Excellent in both quality and quantity! :thumbsup:


----------



## Antimatter (Feb 16, 2008)

John P said:


> Good work!
> 
> I managed 1-a-month this year too:
> http://www.inpayne.com/models/models_history.html


When, if ever, are you going to build your Seaview?


----------



## RSN (Jul 29, 2008)

Antimatter said:


> When, if ever, are you going to build your Seaview?


I actually got started on mine today. Got the floor and 1 wall done for the Flying Sub interior!


----------



## Antimatter (Feb 16, 2008)

John? JOHN?


----------



## Seaview (Feb 18, 2004)

RSN said:


> I actually got started on mine today. Got the floor and 1 wall done for the Flying Sub interior!


 
:thumbsup: Excellent! I look forward to seeing that, Ron! You may want to give that Evergreen Clear Sheet a try for the bow viewport on the big one, using the "window frame" nose piece. This will prevent the engine room from getting dusty in the future, and won't give the "warped" view of the interior when looking through it. :wave:


----------



## RSN (Jul 29, 2008)

Seaview said:


> :thumbsup: Excellent! I look forward to seeing that, Ron! You may want to give that Evergreen Clear Sheet a try for the bow viewport on the big one, using the "window frame" nose piece. This will prevent the engine room from getting dusty in the future, and won't give the "warped" view of the interior when looking through it. :wave:


Thanks for the tip, I will try that! I'll post some pics as I get further along, probably after the first of the year! Seaview, what is your preference, frames or no frames on the windows? I like them both, but lean more toward the 17 footer look with no frames.


----------



## Chuck Eds (Jul 20, 2009)

Check out my photos to see what the Evergreen clear looks like. I used it on the Seaview, Space Pod & Polar Lights Jupiter II. You can see inside perfectly... and like Seaview said, it keeps the dust out!

http://photos.hobbytalk.com/showphoto.php/photo/35846/ppuser/61330


----------



## RSN (Jul 29, 2008)

Chuck Eds said:


> Check out my photos to see what the Evergreen clear looks like.

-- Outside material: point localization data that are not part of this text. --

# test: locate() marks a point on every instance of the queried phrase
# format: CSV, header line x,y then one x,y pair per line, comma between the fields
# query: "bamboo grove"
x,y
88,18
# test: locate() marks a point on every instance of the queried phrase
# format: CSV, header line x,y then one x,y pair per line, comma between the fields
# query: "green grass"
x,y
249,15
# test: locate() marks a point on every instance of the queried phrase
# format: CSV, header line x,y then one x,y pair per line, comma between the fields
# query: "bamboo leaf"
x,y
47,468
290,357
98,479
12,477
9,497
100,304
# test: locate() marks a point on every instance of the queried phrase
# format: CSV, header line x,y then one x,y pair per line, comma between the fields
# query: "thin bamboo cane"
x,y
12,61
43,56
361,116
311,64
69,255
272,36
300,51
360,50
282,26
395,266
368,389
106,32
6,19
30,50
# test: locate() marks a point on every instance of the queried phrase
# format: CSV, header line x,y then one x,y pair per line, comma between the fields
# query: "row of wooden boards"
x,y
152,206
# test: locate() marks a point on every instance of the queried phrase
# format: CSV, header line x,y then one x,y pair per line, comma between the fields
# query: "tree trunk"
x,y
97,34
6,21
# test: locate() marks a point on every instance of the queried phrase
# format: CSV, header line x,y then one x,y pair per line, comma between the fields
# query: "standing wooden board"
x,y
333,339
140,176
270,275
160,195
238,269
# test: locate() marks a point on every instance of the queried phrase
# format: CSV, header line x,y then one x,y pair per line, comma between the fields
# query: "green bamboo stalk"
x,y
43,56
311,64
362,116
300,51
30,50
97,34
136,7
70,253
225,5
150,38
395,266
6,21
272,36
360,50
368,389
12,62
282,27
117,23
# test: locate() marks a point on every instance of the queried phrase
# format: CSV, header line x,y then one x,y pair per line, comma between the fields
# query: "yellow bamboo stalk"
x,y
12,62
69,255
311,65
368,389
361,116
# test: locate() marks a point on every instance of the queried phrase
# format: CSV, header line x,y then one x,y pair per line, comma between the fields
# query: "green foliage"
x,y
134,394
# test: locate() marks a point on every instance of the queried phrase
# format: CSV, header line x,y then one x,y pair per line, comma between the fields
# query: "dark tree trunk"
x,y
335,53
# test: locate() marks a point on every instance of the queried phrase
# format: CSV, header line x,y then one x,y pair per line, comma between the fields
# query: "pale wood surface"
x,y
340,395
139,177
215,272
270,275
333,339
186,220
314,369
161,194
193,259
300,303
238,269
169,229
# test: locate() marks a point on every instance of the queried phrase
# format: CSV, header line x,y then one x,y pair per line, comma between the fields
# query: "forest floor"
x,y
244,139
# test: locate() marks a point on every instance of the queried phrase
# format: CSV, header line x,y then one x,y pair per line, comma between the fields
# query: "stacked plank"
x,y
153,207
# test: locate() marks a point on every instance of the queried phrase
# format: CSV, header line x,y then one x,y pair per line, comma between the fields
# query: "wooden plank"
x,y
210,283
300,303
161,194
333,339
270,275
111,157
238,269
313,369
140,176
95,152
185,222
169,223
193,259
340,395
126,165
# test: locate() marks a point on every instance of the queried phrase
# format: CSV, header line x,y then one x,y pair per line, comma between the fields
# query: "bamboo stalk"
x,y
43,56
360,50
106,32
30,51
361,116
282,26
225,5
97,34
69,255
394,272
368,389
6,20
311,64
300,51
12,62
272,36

I used it on the Seaview, Space Pod & Polar Lights Jupiter II. You can see inside perfectly... and like Seaview said, it keeps the dust out!
> 
> http://photos.hobbytalk.com/showphoto.php/photo/35846/ppuser/61330


Thanks, that looks great, looks like that is the way I will go!!


----------



## Seaview (Feb 18, 2004)

It's your kit, so by all means make it the "17 footer". :thumbsup:


----------



## Chuck Eds (Jul 20, 2009)

RSN said:


> Thanks, that looks great, looks like that is the way I will go!!


Thanks, looking forward to see how it works for you!


----------



## Peacefield (Jan 22, 2008)

I am so jealous of what you've done to craft a better LIS robot.


----------



## Mitchellmania (Feb 14, 2002)

All wonderfully done!!


----------